Why Fiona Apple Was Dubbed “The Godmother of 2019”
Fiona Apple stole our hearts in the ’90s with her slow-burning ballads. She was the dark, raw powerhouse singer we all needed to hear in high school. Recently, Apple has been out of the music game outside of working with Girlschool alongside Shirley Manson of Garbage and the recent collaboration with King Princess.
Although Fiona Apple has not been releasing any new music, her influence on modern female artists is seen everywhere.
Where did the title come from?
The title was attached to Fiona Apple by the NPR music team after the release of the King Princess collaboration. The collaboration was King Princess covering the classic song “I Know” from Fiona Apple’s second album, When the Pawn…. The cover is very faithful to the heartbreaking original. Fiona Apple’s vocals can also be heard in the new track.
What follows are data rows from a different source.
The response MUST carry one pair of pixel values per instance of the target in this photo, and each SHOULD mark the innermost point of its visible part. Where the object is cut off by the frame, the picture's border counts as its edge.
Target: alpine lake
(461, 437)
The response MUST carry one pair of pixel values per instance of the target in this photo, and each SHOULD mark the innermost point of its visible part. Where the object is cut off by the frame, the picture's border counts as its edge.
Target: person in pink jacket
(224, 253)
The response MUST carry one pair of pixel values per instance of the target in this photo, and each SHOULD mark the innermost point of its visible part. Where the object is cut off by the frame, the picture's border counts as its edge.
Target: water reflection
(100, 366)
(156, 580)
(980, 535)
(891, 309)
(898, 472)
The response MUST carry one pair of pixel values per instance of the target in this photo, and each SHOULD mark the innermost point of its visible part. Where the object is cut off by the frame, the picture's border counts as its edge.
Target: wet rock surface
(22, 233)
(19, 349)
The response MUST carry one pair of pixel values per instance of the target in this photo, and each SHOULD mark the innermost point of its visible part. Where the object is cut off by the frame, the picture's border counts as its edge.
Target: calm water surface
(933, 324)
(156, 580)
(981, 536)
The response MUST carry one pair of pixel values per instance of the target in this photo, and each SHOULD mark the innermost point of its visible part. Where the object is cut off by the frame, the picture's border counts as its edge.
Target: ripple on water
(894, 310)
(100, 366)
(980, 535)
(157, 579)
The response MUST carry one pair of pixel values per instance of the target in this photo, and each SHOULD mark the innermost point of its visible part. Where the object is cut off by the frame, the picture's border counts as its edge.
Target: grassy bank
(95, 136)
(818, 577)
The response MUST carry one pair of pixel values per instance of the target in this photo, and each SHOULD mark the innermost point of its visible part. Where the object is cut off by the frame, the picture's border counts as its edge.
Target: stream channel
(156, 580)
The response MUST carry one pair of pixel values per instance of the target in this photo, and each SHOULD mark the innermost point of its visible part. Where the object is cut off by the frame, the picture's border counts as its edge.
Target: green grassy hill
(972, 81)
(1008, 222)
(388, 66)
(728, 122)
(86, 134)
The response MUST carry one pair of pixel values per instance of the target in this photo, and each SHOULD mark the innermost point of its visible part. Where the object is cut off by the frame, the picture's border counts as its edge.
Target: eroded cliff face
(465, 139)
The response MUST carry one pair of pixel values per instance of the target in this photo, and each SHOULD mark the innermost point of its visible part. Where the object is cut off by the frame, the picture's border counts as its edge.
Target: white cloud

With this tweet there was a consensus of shock and excitement: Not only is Fiona Apple releasing a new track, but this is an unexpected duo.
King Princess has been a rising star of 2018, and 2019 seems to be a very promising year for her. King Princess released her debut EP Make My Bed last year; she’s gained an impressive fan base and cult following obsessed with her chill pop tracks. Her song 1950 was a favorite of many, and the collaboration with a timeless favorite like Fiona Apple makes 2019 seem even brighter for the up and comer.
“The Godmother of 2019”
But why the Godmother of 2019? Fiona Apple hasn’t really been in the recent pop culture sphere outside of small collaborations and cursing out Donald Trump in the form of song in 2016. Although Fiona Apple seems like an unlikely candidate for the main musical influence of 2019, her impact is ubiquitous. You can hear the impact Fiona Apple’s signature dark and smoky vocals paired with the subtle instrumental in all of our new favorite moody female singers from St. Vincent to Billie Eilish.
In the height of her career, Fiona Apple was way ahead of her time in terms of political awareness. Example A: mumbling to herself that “there is no hope for women” during a photoshoot as the photographer repeatedly told her to look sexier. It is no surprise that in this social environment, creative women are channeling their love of this outspoken feminist who turned her pain and past abusive experiences that were both systematic and personal into powerful chilling ballads.
There is nothing that alludes to Fiona Apple releasing any of her own new music (although we wouldn’t mind), but we’ll have to stay alert since she is keen for surprises.